Bugün toplumumuzda müzik gelişiyor mu? Tabii ki hayır. Değişiyor mu? Evet… Ama kime göre değişiyor? İşte bu genç nüfusumuza ve bu nüfusumuzun internet vs aracılığıyla edindikleri temeli olmayan sanal izlenimleriyle değişiyor. Dolayısıyla Gencebay’da da gelişmiyor. Bir tekrar, bir gelişim zorlaması söz konusu. Elinde ne malzeme varsa onu kullanıyor.

Gencebay toplumdan beslenen bir sanatçı. Bugün O’nun hitap ettiği dinleyici kitlesi toplumsal yaşam düzeyi olarak gelişmekle birlikte, aynı gelişmeyi müzikal olarak gösterememektedir.

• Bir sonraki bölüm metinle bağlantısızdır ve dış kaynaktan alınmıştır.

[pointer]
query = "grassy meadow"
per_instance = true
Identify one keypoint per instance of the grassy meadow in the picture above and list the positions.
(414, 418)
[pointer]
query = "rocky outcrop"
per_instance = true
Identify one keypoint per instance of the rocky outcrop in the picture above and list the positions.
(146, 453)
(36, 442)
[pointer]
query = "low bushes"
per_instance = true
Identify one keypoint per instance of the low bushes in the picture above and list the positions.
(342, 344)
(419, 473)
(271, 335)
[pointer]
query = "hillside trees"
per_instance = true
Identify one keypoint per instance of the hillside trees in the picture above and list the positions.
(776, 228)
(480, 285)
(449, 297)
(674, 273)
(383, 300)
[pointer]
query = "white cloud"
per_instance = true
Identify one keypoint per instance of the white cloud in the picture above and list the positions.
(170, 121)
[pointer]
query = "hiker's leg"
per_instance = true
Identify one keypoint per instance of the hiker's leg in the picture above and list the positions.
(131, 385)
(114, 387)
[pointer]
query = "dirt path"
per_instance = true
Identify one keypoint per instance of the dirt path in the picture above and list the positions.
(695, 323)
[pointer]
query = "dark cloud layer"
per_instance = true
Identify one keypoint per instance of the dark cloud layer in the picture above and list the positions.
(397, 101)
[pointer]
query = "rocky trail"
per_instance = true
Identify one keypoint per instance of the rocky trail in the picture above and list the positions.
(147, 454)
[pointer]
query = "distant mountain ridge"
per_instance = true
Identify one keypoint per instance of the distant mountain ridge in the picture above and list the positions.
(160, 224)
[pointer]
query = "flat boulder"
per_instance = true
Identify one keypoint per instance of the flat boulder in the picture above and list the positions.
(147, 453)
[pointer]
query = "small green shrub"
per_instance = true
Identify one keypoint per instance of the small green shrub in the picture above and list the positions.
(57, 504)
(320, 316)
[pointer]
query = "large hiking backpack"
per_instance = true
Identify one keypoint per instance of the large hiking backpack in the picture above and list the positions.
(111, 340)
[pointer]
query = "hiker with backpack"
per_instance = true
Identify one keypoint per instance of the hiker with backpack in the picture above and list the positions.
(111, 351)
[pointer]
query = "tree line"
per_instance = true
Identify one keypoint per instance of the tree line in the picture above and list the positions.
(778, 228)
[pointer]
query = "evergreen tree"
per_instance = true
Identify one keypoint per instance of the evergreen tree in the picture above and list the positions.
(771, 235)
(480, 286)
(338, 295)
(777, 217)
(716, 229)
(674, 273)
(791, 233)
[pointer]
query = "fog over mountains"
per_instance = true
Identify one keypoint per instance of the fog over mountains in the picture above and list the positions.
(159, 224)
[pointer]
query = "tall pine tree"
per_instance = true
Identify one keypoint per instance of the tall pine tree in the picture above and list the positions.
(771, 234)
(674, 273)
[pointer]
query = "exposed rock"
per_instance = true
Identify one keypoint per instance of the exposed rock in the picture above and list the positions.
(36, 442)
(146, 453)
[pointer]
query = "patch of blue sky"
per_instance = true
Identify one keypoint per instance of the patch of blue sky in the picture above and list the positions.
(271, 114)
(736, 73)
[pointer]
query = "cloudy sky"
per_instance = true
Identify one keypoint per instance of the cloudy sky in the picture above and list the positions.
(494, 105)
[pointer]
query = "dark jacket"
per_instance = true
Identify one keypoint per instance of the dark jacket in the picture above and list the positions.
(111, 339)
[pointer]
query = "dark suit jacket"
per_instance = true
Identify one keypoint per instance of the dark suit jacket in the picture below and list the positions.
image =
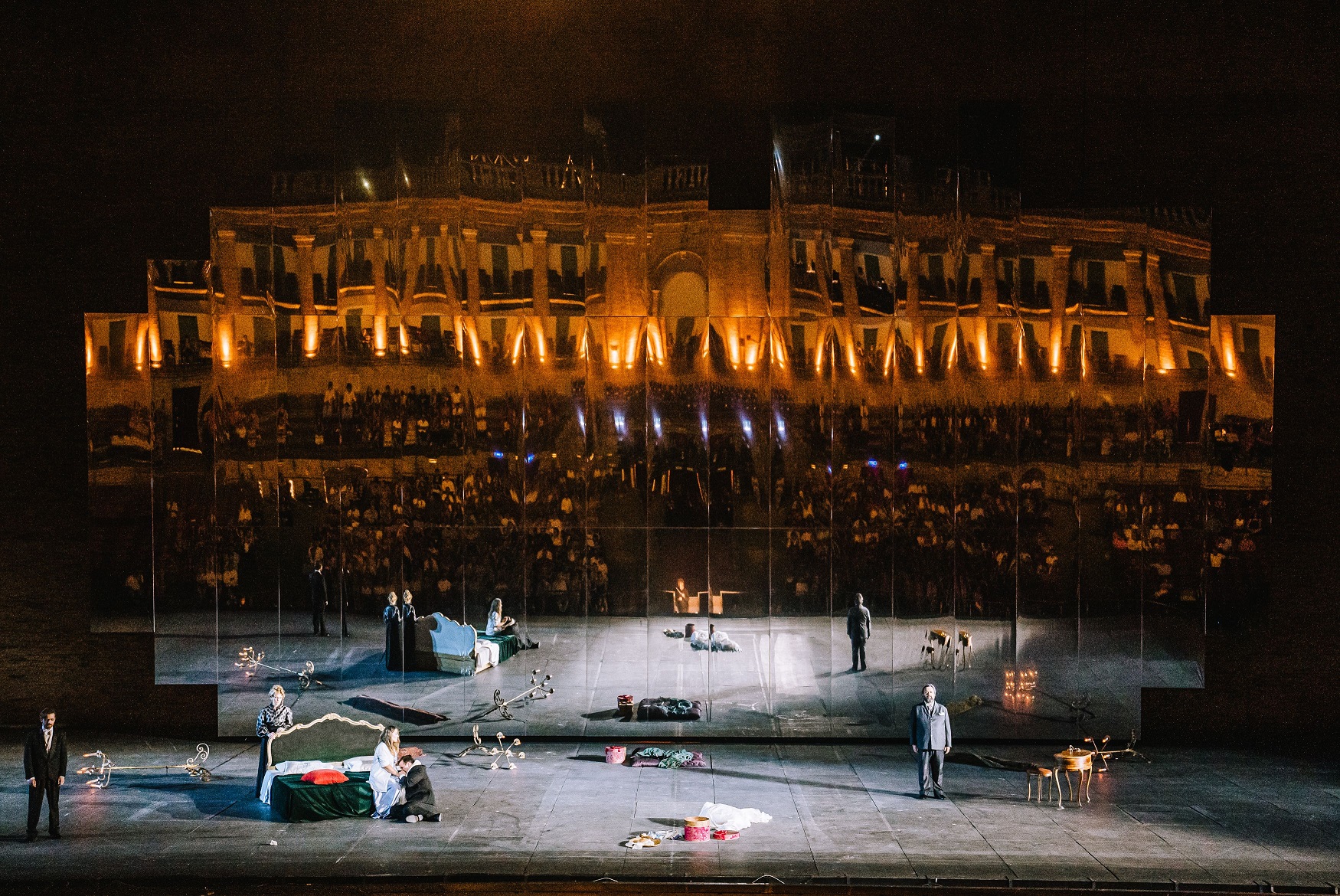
(858, 624)
(316, 586)
(42, 764)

Gencebay bunun farkında; bunu geliştirmek için çırpınıyor ama müzikal vitamin değeri zayıf olan bir toplumdan beslendiği için ortaya çıkan müzik de bir türlü kendi istediği “müzikal düşüncelerinin uygulaması” düzeyine erişemiyor.

O da ne yapıyor? Kişisel konuşmalarında büyük konuşuyor, senfoni diyor, büyük müzikal yapımlar diyor, Türk müziğinin tarihsel büyüklüğü diyor ama karşısında bu söylediklerini anlayacak bir seslenim alanı göremiyor. Sanatçı toplumu aşıyor, ama yine de bırakamıyor. İşte bütün sorun burada. O seslendiği kitleyi seviyor. Ve müzikal olarak o toplumun aşama kaydedemediğini görüyor. Kendi geldiği gelişim düzeyiyle seslendiği kitlenin aynı düzeye gelemediğinin dayanılmaz sancılarını çekiyor. Sırf o kitleden uzaklaşmamak uğruna kendini, tam bilinçli olmasa da müzikal olarak yinelemeyi tercih ediyor.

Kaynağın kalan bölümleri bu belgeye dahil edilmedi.